Chances are, at some point you’ve needed a few extra dollars to float you until your next paycheck. Who hasn’t, right? But hopefully, you’ve steered clear of payday loans.

Also known as paycheck advances or cash advances, these predatory loans should never be an option if you’re crunched for cash.

People take out payday loans to borrow against their future paychecks, but it’s unbelievably costly. If you need, for example, $500 to fix your car right away, you’d write a post-dated check to the cash advance office, but you’d also need to tack on $15 for every $100 you want to borrow. So right off the bat you’re writing a check for around $575. That works out to a triple-digit annual interest rate, sometimes as high as 300-400%.

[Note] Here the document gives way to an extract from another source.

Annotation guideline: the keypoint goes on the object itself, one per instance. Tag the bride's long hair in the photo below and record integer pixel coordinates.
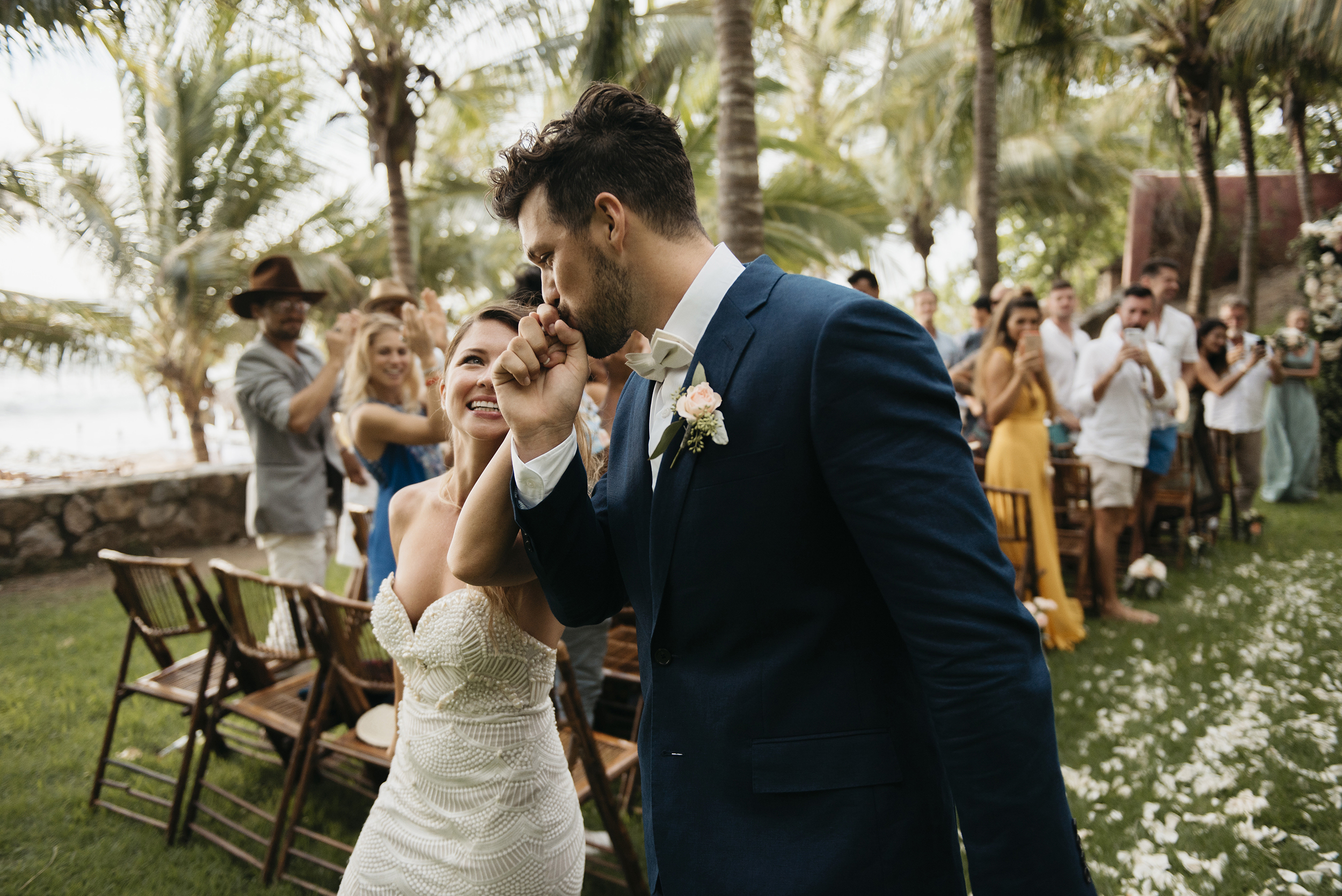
(510, 314)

Besides the obscenely high interest rates, payday loans are nauseating because they prey on the “unbanked,” that is, the Americans who don’t have bank accounts. For these people, the process becomes a vicious circle as the average borrower takes out 11 loans a year. At those rates, you can only imagine how easy it is to fall behind.

If you need cash quick, there are always better alternatives to payday loans. First, establish a bank account, manage it well and apply for a line of credit or overdraft protection. Consider banking with a credit union, which typically have great rates. And there’s always the option of asking for an advance from your employer.

Bottom line? No matter what, stay away from payday loans.